NEW DELHI — The African Union became the second regional grouping to be admitted to the Group of 20 leading industrialized and developing nations as a full permanent member, Indian Prime Minister Narendra Modi announced Saturday at the start of the two-day G20 leaders’ summit in Delhi.
The widely-anticipated move underscores India’s wide-ranging agenda to elevate the global multilateral forum’s focus on the Global South in its presidency of the G20 this year. The 55-member bloc of African nations joins the European Union as only the second regional organization to become a permanent member of the G20.
“India’s G20 presidency has become a symbol of inclusion with a spirit of together with all, both within and outside the country,” Modi said in his opening remarks, according to a translation provided by the summit organizers. “It is in the spirit of together with all that India proposed permanent membership for the African Union in the G20.”
With an embrace after the announcement, Modi welcomed AU Chairperson Azali Assoumani and offered him a place at the conference table for permanent members of the G20.
The summit is an important one for Modi, whose government has turned the normally sedate rotating G20 presidency into a branding vehicle to burnish India’s geopolitical importance ahead of national elections next year.
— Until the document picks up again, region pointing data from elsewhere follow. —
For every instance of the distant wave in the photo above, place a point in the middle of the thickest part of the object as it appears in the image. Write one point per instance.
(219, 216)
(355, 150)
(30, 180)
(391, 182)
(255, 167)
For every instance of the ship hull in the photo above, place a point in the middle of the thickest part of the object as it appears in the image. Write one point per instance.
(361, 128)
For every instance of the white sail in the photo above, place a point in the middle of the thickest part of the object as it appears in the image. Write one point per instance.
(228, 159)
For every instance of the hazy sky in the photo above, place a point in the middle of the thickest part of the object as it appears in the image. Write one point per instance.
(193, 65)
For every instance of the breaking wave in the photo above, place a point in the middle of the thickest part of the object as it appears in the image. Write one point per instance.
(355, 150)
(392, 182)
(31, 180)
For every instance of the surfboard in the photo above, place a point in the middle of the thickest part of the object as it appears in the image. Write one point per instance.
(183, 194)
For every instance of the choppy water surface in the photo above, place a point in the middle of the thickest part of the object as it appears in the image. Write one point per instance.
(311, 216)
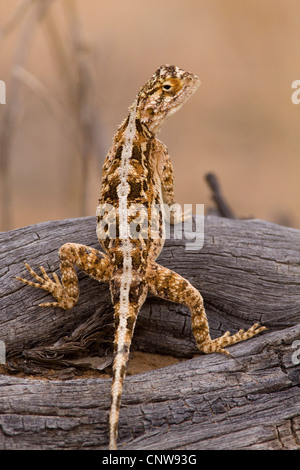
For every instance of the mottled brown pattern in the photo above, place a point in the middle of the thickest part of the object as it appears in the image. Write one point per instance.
(136, 171)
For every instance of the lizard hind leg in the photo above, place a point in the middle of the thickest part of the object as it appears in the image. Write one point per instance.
(171, 286)
(66, 291)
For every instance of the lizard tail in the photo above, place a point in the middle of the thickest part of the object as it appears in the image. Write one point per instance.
(124, 324)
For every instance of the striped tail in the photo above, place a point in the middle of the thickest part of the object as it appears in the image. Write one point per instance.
(124, 331)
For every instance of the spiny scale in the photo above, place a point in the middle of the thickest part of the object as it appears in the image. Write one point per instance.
(137, 178)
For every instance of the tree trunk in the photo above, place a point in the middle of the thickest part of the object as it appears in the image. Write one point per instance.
(247, 271)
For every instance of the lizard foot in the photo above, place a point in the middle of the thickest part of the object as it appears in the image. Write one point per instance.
(53, 287)
(219, 344)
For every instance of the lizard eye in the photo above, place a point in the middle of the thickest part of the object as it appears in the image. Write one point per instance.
(167, 87)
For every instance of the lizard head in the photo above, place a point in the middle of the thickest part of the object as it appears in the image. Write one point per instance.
(164, 93)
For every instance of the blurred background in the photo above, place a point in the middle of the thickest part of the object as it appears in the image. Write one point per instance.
(72, 68)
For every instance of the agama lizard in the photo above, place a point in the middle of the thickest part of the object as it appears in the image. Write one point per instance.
(137, 180)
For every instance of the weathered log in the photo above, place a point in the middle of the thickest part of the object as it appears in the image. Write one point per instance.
(247, 271)
(210, 402)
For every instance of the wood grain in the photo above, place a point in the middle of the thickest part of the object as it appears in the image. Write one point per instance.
(247, 271)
Many governments, investors and businesses are also starting to look toward India — as China slows — which the International Monetary Fund expects to be the fastest growing economy this year.
This weekend’s agenda includes expediting climate action, mitigating the impact of geopolitics on food and energy security, the provision of more loans to developing nations by multilateral institutions and reforming the world’s debt architecture as well as an international framework for cryptocurrencies.
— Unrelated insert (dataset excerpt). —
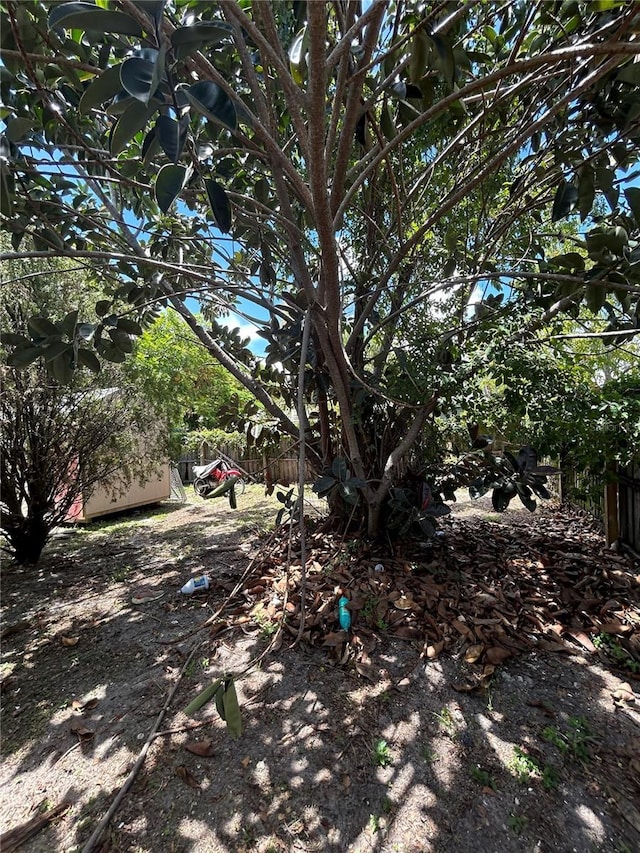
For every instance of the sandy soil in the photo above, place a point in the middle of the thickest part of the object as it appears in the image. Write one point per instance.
(395, 753)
“This period in the 21st century is the time to give the world a new direction,” Modi said. “It is a time in which age-old challenges are demanding new solutions from us, and therefore it is with a human-centric approach that we must fulfill each of our responsibilities and move forward.”
At a time of shifting global alliances, India is hoping to persuade the Global South that its deepening strategic partnership with the U.S. offers a more viable alternative from food security to debt resolution.
World leaders present in Delhi this weekend include Brazilian President Lula da Silva, Canadian Prime Minister Justin Trudeau, French President Emmanuel Macron, Germany’s Chancellor Olaf Scholz, Japan Prime Minister Fumio Kishida, Saudi Arabia’s Crown Prince Mohammed bin Salman, Turkey’s President Recep Tayyip Erdo?an and U.S. President Joe Biden.
Russian President Vladimir Putin and Chinese President Xi Jinping are conspicuous absentees, with both G20 member states having objected to the wording referring to the war in Ukraine. Russian Foreign Minister Sergey Lavrov and China Premier Li Qiang are representing their respective countries this weekend.
The pair’s absence has sparked fears that a communique binding member states may not be issued at the end of a G20 leaders’ summit — undercutting India’s clout and diminishing his domestic messaging.
“After the Covid pandemic, the world is going through a major crisis, and that is a lack of trust. War has deepened this trust deficit,” Modi said Saturday.